Já levamos a luta contra a desigualdade a sério
A desmemória nacional republicana cultiva uma triste tradição. Fatos históricos relevantes são desfigurados ou simplesmente ignorados. A tragédia programada do Museu Nacional, na Quinta da Boa Vista, que resultou num incêndio criminoso, dá bem a medida do ponto a que chegamos. Criminoso no sentido de desleixo, tendo tido até verba a fundo perdido do Banco Mundial para restauração, que não foi utilizada por razões de inércia e incompetência burocráticas. Pior: a queima por atacado da memória nacional não foi apurada.

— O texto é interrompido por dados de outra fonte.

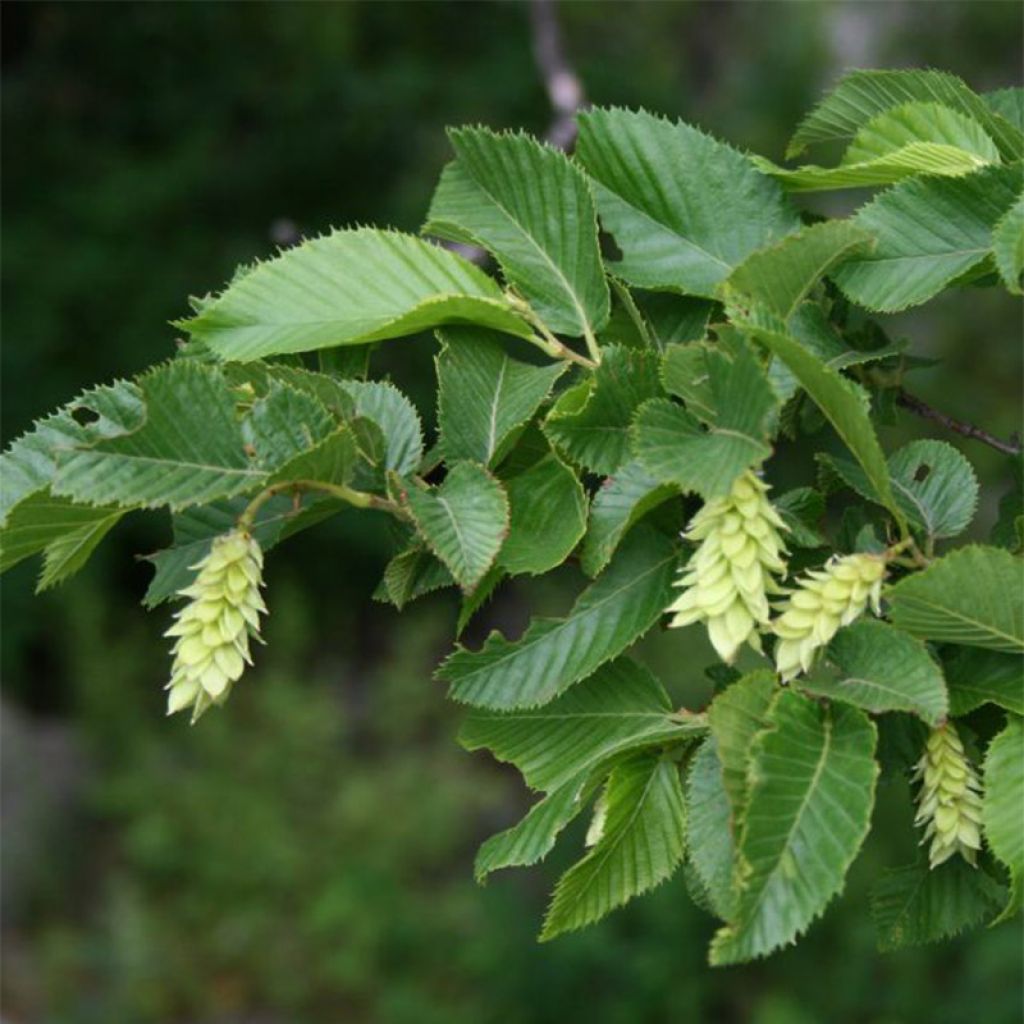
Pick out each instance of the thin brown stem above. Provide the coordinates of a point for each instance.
(921, 408)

A narrativa republicana sobre a questão da desigualdade social vai na linha do foi sempre assim sem exame cuidadoso das etapas de nossa História para saber como foi. A singularidade brasileira diz respeito ao fato único de termos tido um grande número de alforrias, concedidas ou compradas, sem paralelo no mundo. E este processo ocorreu desde os tempos ditos coloniais. Em Minas Gerais, em torno de 1780, numa população de 394 mil almas, 147 mil eram negros forros, ou seja, quase 38% dos habitantes da região.

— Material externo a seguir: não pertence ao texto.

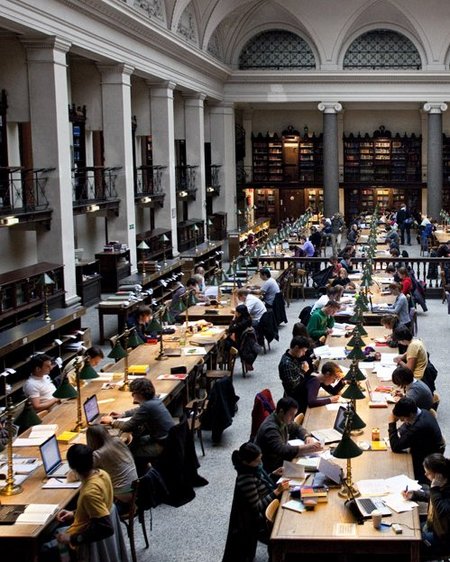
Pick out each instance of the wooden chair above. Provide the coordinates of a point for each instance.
(298, 283)
(227, 371)
(271, 511)
(128, 520)
(194, 410)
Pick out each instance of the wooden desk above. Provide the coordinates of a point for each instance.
(315, 531)
(22, 540)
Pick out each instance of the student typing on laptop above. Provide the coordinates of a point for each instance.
(149, 423)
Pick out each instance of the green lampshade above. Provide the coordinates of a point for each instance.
(27, 418)
(65, 390)
(88, 372)
(347, 449)
(353, 392)
(117, 352)
(154, 326)
(134, 340)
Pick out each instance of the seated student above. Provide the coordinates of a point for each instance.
(253, 491)
(275, 431)
(292, 368)
(400, 306)
(94, 532)
(140, 320)
(254, 305)
(149, 424)
(343, 280)
(269, 288)
(412, 388)
(115, 458)
(321, 322)
(436, 530)
(39, 387)
(328, 377)
(415, 357)
(419, 432)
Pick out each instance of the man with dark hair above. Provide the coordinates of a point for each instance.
(149, 424)
(274, 432)
(412, 388)
(416, 356)
(420, 433)
(140, 321)
(293, 367)
(39, 387)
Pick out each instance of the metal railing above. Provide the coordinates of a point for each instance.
(94, 184)
(22, 190)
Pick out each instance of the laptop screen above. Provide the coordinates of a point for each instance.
(51, 457)
(91, 410)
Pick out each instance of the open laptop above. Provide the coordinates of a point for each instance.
(91, 410)
(333, 434)
(51, 458)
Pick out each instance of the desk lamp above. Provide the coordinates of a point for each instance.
(119, 352)
(46, 281)
(347, 449)
(10, 488)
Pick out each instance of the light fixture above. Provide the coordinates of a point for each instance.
(8, 221)
(46, 281)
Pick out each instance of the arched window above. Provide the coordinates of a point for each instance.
(276, 49)
(382, 49)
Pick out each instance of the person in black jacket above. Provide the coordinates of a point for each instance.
(253, 492)
(436, 530)
(420, 433)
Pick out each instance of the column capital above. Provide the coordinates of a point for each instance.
(435, 107)
(329, 106)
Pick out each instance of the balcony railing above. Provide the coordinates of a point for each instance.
(94, 184)
(148, 181)
(22, 190)
(185, 181)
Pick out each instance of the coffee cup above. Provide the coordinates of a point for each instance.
(376, 519)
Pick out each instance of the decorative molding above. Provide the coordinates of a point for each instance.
(329, 107)
(435, 107)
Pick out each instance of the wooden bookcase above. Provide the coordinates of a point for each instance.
(88, 281)
(22, 295)
(114, 266)
(18, 344)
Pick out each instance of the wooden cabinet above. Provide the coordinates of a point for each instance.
(113, 267)
(22, 293)
(57, 338)
(88, 281)
(237, 241)
(382, 158)
(208, 255)
(188, 237)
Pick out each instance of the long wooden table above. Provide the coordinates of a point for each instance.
(21, 541)
(315, 531)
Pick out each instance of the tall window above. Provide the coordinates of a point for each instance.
(382, 49)
(276, 49)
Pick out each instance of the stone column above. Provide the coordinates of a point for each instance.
(195, 152)
(223, 152)
(118, 143)
(47, 85)
(330, 156)
(163, 132)
(434, 157)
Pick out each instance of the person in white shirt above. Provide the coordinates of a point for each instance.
(254, 305)
(39, 387)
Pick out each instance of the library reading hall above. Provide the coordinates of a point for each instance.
(225, 280)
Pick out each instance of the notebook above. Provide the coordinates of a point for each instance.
(333, 434)
(51, 458)
(91, 410)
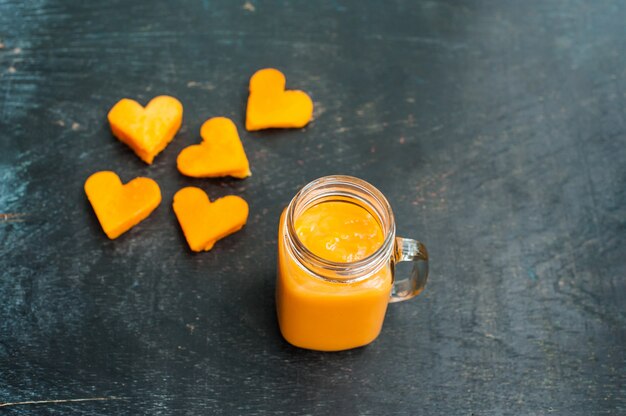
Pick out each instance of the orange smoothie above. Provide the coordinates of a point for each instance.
(324, 315)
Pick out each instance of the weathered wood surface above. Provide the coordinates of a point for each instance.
(497, 130)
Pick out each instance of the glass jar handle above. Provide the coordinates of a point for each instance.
(410, 250)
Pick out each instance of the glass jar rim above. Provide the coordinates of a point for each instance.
(347, 188)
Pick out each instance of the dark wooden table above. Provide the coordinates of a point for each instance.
(497, 129)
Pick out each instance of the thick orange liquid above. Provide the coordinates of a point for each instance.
(317, 314)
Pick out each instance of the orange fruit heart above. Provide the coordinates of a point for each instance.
(120, 207)
(146, 130)
(220, 153)
(269, 105)
(205, 222)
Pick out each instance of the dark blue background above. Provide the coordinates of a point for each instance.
(496, 129)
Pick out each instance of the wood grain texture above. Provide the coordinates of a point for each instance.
(497, 130)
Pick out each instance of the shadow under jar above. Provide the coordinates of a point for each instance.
(335, 273)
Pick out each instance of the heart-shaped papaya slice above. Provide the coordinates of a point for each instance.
(205, 222)
(120, 207)
(270, 105)
(220, 153)
(146, 130)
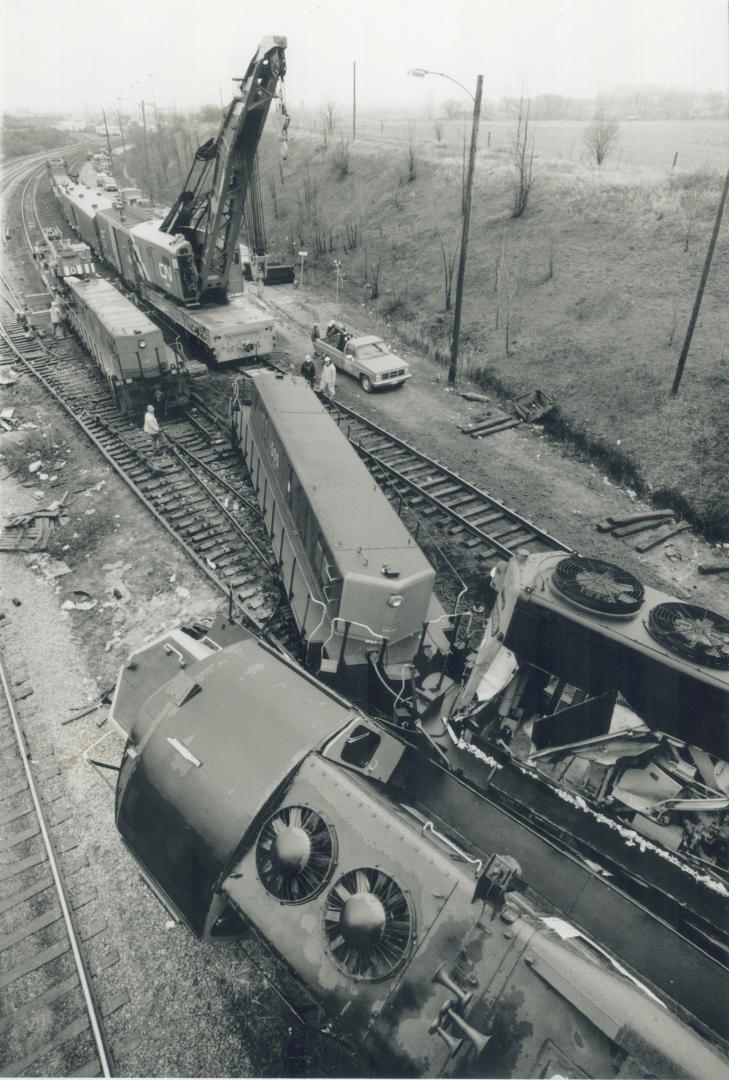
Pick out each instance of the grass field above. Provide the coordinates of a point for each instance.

Após a independência em 1822, essa luta continuou a ser travada pelo governo do Império em bases permanentes. Dom Pedro I já era contra a escravidão por entender que ela corrompia o senhor e o escravo. Dom Pedro II e a Princesa Isabel foram na mesma direção, com medidas práticas. Em qualquer das viagens de D. Pedro II Brasil afora, o melhor presente que poderiam lhe dar nas fazendas era libertar alguns escravos. A mesma atitude era compartilhada pela Princesa Isabel em ocasiões propícias ou provocadas por ela.
E não eram apenas iniciativas individuais esporádicas. No Rio de Janeiro, por volta de 1850, cerca de 60% da população de origem africana já era livre. E o processo vinha ganhando força ao longo do século XIX no país como um todo. Na primeira matrícula geral de escravos no nosso primeiro censo de 1872, seu número era de 1.510.808, e caiu para 720.000 na última matrícula geral de 30/03/1887. Foi uma queda de cerca de 50% em apenas 15 anos. Este número comprova que 80% da população de origem africana, de 3,5 milhões, já era livre quando foi assinada a Lei Áurea, em 1888.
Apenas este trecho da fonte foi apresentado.